Туровский согласился. Он стал так же мрачен, как и его друг. Катря закрылась веером и отвернулась. Ну конечно, ей не хотелось ответить на его поклон. Она любит Сербина…
По дороге Сербин забежал в уборную. Он примочил и пригладил волосы на висках. Глянул в зеркало — нет, все в порядке! Но она отвернулась! Что ж, он ей, очевидно, просто противен. Ведь она любит Туровского! Туровский тогда сам признался… Ну и пускай! Сербин встал перед зеркалом, трагически нахмурив брови. Ну конечно! Еще бы! Кто же полюбит такую рожу! Волосы черные, нос клювом, щеки ввалились. Призрак с того света! Фу! Конечно, Туровский розовый, большие голубые глаза. Такие всегда нравятся девушкам!.. Сербин начинал ненавидеть своего друга. Он понял это и даже смутился. Он сам себе стал гадок.
С отвращением он еще раз взглянул в зеркало. Там, за дверью, в зале гремели бубны модной ойры. Невольно руки уперлись в бока и левая нога вытянулась вперед. Тра-та-та-та! Тай-тай-та! Ламцадрица-ойра-ойра! Ламцадрица. Ойра! Ой-ра! Сербин прошелся перед трюмо в туре бойкой ойры. Черт побери, как чудесно выходит! Так что ж? Так чего же? Какого черта? Почему не идешь туда, не приглашаешь Катрю? Не ведешь ее в танце, страстном и пылком? Отчего? Тюлень, вахлак и болван?! Отчего, черт тебя раздери?! Сербин даже ударил себя по щеке. У, сукин сын! Такой верзила, а… стесняется к девушке подойти…
— Ты что? — Туровский забеспокоился о друге и вернулся в уборную. — Тебе плохо?
— Ну, что ты! Просто так! Ламцадрица-ойра-ойра!
Друзья опять отправились в буфет. В компании нескольких прапорщиков там пил коньяк Кашин. Он был уже пьян. Ни Бронька, ни Воропаев не дали ему десяти рублей. Он не мог попытать счастья. А сегодня, сегодня бы ему непременно повезло. Такая уж у него есть примета. Он даже попытался было взять десятку у буфетчика. Из тех пятисот, что выложил Парчевский. Но буфетчик не дал. Такого приказа он не получал. И где запропастился этот самый Парчевский? Он бы дал и двадцать пять. Что ему? Для товарища он все сделает. Не то что Бронька и Витька. Сволочи! Жмоты! Гимназисты!.. Кашин ненавидел гимназистов. Он любил прапорщиков.

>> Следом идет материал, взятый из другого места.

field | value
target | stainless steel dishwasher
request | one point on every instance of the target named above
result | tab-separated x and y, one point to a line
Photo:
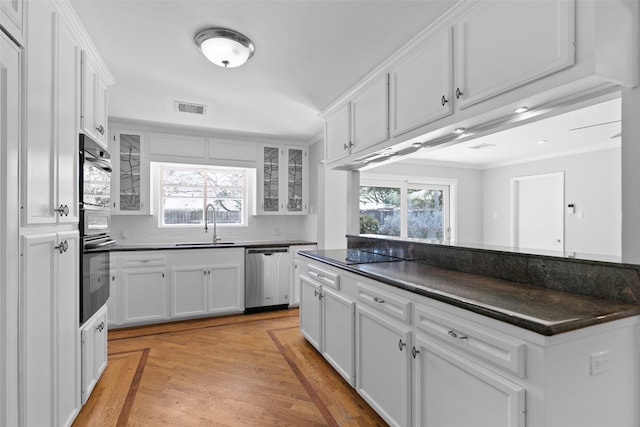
266	279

— Мишенька! Дай я тебя поцелую! — Он полез целоваться к одному из соседей, мрачному, неврастеническому прапорщику. — Люблю офицеров! Давай поцелуемся. Все одно и нам в нынешнем году на фронт… Поцелуй меня, Мишенька!

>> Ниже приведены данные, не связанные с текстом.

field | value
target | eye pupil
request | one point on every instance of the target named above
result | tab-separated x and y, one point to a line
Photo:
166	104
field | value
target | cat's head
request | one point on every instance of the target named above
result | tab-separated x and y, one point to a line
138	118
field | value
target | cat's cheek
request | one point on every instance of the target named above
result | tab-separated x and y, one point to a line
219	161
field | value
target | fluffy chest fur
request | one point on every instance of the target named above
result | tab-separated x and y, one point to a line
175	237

Он был прав. Еще год — и, надев прапорщичьи погоны, отправимся на фронт и мы. Войне все равно ни конца, ни края!.. Сто четырех солдат дала наша гимназия. Она даст еще сто четырех. И все мы положим свой живот на алтарь…
Прапорщик послушно поцеловал Кашина и вдруг заплакал.
Поднялась суматоха. Все бросились его утешать.